Market Briefing For Monday, Oct. 17

A 'coiled spring' - ready to rip upward is the belief some have about stocks. It's not realistic based on growth and earnings expectations.. presuming (and that's a big word) nothing changes. However with change (like 'peace'), sure; the dynamics could and would change; almost immediately.

The dramatic reversal we had Thursday provided a clue of how wound-up the excessive bearishness (or more realistically the near-universal negativity) got the Indexes; and that allowed one of the most exciting reversal moves ever. It does not however mean there's not more work to do before a sustainable low.

Expanding my thoughts about 'more work needed'.. that was my trading point yesterday after the 'algo-drive' chaos reversal. Friday's performance was not only normal, as far as consolidations/retracing for a pre-weekend post-rallying session; but Indexes ran right into rebound levels which S&P was expected to have difficulty with.

As mentioned then, we'll probably see more consolidation early in the week ahead; and then another (and technically important) effort to challenge highs of this week. Barring favorable news I suspect that rebound will be tricky plus unlikely to succeed, unless there's something construction from the war; from the U.K.; but not simply because the Banks made money based on interest.

Meanwhile China's 5-year (term or similar) Congress convenes; and that's of course where we could see a reemergence of the shanghaied capitalists over the last couple years (sorry for the metaphor); which would be bullish both for China and global trade (and yes that is related to multinational earnings). Or it could be the swansong for commie-capitalists and nothing but a Xi hard line. I think it matters, as well as the vehemence (or olive branch) toward Taiwan. 

Another issue: Oil prices; and so far WTI is trading in reasonable ranges, that is not particularly contributing to more inflation via higher fuel costs; but also is not relieving a lot. Some states like Florida suspended gasoline taxes (mostly due to the hurricane or maybe for political favor) temporarily.

Meanwhile California continues milking as much as they can from consumers with a push for rapid EV adoption of course. Although California has a history of taxation in about every way they can (but without superior living standards or education they led with many years ago; but that's an entire discussion) it matters overall though because it's the largest vehicle marketing-base; so the cars or trucks sold in California eventually get commonplace as everyone else follows them; unlike decades ago when distinct conforming California cars did get made (and it was tricky to register a car bought out-of-state). Anyway this is a point about how the movement to EV pulls the rest of the country along. 

This actually ties the Energy issue together; so with Russia focused on the Black Sea (via Turkey - a NATO member) Natural Gas pipeline now; we might just see 'motivation' for Russia to become amenable to better negotiations.
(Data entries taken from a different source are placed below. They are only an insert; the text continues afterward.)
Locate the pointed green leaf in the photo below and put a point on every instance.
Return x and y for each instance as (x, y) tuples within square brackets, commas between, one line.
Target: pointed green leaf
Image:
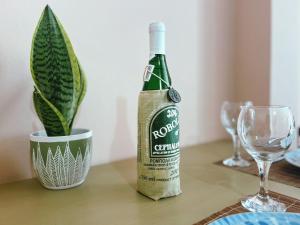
[(53, 121), (54, 66), (81, 93)]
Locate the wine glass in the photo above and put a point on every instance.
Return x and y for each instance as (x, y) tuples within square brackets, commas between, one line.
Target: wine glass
[(229, 115), (266, 132)]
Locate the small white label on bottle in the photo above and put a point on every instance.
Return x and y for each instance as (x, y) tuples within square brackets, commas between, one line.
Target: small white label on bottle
[(148, 72)]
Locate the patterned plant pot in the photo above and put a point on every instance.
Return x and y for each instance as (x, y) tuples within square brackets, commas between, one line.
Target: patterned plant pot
[(61, 162)]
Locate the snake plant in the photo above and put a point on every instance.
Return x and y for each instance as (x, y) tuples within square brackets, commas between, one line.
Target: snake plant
[(59, 82)]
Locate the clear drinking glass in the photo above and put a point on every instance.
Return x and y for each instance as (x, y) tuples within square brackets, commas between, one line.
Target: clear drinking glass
[(229, 116), (266, 133)]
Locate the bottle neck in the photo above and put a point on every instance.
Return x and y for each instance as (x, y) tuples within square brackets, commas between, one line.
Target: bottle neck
[(161, 70)]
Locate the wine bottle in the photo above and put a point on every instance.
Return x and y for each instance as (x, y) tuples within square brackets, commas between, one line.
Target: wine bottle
[(158, 125)]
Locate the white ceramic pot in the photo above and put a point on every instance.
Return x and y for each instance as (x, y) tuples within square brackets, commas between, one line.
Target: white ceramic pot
[(61, 162)]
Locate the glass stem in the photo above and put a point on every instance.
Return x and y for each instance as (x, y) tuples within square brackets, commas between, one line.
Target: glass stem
[(263, 172), (236, 147)]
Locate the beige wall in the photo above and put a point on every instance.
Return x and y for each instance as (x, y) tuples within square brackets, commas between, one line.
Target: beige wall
[(111, 41), (253, 21)]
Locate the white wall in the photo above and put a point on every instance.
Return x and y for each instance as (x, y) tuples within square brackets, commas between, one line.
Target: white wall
[(285, 54), (253, 21), (111, 41)]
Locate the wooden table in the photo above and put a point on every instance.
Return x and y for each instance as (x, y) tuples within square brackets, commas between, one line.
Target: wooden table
[(109, 197)]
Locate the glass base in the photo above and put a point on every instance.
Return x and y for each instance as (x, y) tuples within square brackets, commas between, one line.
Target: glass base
[(239, 162), (258, 204)]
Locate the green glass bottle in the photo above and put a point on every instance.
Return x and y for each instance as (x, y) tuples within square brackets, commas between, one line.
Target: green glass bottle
[(158, 125), (158, 59)]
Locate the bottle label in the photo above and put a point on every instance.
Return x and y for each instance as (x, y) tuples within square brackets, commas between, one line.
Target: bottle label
[(164, 133)]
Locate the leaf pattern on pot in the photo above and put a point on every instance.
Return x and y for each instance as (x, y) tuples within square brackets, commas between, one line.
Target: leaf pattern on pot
[(61, 169)]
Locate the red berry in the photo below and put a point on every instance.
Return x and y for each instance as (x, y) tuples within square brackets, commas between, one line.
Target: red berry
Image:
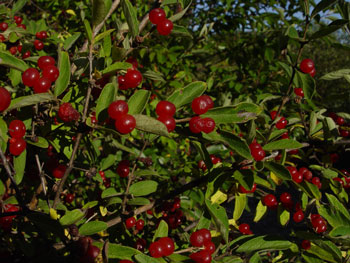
[(168, 245), (307, 65), (156, 16), (209, 125), (282, 123), (39, 45), (200, 105), (196, 124), (165, 27), (125, 124), (17, 146), (299, 92), (3, 26), (168, 121), (5, 99), (156, 250), (51, 72), (17, 129), (165, 108), (270, 201), (123, 168), (130, 222), (26, 55), (202, 256), (45, 61), (30, 77), (117, 108), (244, 229), (306, 244), (69, 198), (67, 113), (42, 85), (140, 224), (298, 216), (133, 78), (59, 171)]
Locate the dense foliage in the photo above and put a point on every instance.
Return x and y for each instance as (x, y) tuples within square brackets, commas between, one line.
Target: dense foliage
[(174, 131)]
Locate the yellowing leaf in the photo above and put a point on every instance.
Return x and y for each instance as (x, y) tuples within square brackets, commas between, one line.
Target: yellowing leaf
[(219, 197), (276, 179)]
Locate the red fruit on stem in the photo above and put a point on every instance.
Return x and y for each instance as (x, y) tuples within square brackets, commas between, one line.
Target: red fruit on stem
[(5, 99), (17, 146), (125, 124), (156, 16), (117, 109), (17, 129), (165, 27), (30, 77), (165, 108)]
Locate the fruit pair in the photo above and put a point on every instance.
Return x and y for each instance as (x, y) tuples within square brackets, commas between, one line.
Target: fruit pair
[(157, 17), (124, 122), (165, 111)]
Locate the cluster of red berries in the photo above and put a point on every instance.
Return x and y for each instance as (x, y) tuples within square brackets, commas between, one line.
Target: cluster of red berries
[(17, 130), (5, 99), (202, 238), (318, 223), (245, 229), (124, 122), (282, 122), (201, 105), (131, 222), (257, 151), (214, 159), (6, 221), (67, 113), (123, 169), (31, 77), (163, 247), (157, 17), (165, 111), (88, 252)]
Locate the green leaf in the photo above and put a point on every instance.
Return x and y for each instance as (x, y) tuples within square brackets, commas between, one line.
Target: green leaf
[(121, 252), (62, 82), (103, 35), (239, 113), (138, 101), (162, 230), (10, 61), (18, 6), (98, 11), (116, 66), (279, 170), (19, 163), (341, 73), (240, 203), (264, 242), (30, 100), (131, 17), (71, 217), (260, 211), (92, 227), (142, 188), (234, 142), (41, 142), (187, 94), (106, 98), (282, 145), (218, 214), (151, 125), (321, 6), (68, 43)]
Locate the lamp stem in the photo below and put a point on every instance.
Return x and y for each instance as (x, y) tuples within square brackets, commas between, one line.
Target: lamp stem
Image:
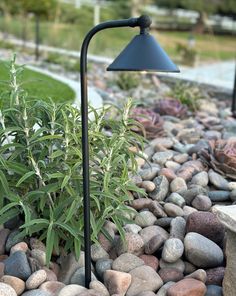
[(132, 22)]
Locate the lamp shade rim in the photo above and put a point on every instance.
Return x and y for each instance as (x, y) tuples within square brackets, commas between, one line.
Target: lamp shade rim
[(142, 70)]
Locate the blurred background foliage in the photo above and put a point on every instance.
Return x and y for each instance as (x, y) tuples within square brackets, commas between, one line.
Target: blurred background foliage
[(204, 30)]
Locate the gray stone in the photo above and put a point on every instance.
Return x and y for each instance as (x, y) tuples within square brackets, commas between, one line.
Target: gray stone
[(192, 192), (161, 190), (17, 265), (201, 251), (102, 265), (126, 262), (78, 277), (97, 252), (202, 203), (226, 215), (7, 290), (179, 264), (144, 278), (233, 195), (181, 158), (173, 210), (149, 186), (219, 195), (133, 244), (200, 179), (177, 199), (36, 292), (213, 290), (97, 286), (12, 240), (149, 173), (71, 290), (145, 218), (133, 228), (154, 244), (198, 274), (178, 228), (178, 184), (162, 157), (149, 232), (218, 181), (164, 222), (70, 265), (173, 250), (117, 282), (163, 290)]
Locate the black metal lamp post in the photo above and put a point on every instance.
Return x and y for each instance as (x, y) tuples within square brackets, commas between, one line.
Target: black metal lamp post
[(143, 53)]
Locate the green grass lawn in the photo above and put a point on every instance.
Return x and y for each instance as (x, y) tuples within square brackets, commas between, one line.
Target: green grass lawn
[(38, 85), (110, 42)]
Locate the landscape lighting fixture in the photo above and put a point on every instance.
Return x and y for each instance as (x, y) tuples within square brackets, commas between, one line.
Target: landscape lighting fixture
[(143, 53)]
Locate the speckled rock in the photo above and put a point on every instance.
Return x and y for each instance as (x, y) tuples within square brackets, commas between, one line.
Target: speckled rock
[(97, 252), (199, 274), (70, 265), (117, 282), (178, 228), (173, 210), (126, 262), (206, 224), (53, 287), (133, 244), (202, 203), (163, 290), (17, 284), (176, 199), (149, 232), (173, 250), (154, 244), (7, 290), (144, 278), (71, 290), (99, 287), (161, 190), (178, 184), (17, 265), (36, 279), (102, 265), (201, 251), (145, 218), (187, 287), (168, 274), (78, 277), (179, 264), (150, 260)]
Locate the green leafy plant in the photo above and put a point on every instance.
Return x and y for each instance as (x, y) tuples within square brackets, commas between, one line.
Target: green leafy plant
[(127, 81), (188, 54), (188, 95), (41, 171)]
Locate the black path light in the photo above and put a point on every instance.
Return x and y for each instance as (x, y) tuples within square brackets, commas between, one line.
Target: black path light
[(143, 53)]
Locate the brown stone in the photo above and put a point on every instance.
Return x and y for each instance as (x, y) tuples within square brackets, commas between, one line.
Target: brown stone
[(206, 224), (215, 276), (170, 274), (168, 173), (3, 238), (150, 260), (187, 287), (17, 284), (52, 287), (117, 282)]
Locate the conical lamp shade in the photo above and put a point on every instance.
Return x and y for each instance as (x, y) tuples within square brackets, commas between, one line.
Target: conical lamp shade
[(143, 53)]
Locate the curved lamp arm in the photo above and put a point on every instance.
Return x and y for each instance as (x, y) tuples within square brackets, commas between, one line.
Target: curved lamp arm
[(143, 22)]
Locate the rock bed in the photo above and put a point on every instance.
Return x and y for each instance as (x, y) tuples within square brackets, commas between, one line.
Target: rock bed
[(175, 245)]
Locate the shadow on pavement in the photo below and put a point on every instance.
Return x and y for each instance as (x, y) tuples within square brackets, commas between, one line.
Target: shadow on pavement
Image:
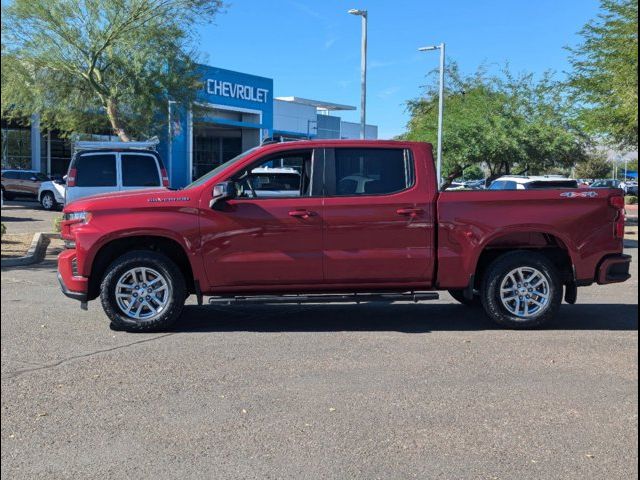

If that happens; and rates sort of cap with Treasuries not far above these levels, well that's an argument to hammer-out a bottoming process for equities; even if more work has to be done; the upside for the Index is limited for awhile.

The coming week - perhaps several weeks, barring serious progress or peace in the war - will be challenging. Event risk is high financially; especially Europe as I've highlighted. But there are so many bears; an absence of bids; that still (again) can allow brief but feisty short-covering rallies. For normal investors (or a slightly fatigued analyst like me); it might be time to break for a cruise :).

The 'bear case' is front and center obviously; so that's probably the most, if not only, bullish factor for now. Most everything else is struggling and certainly there's no valuation argument about the majority of big-cap stocks, for now.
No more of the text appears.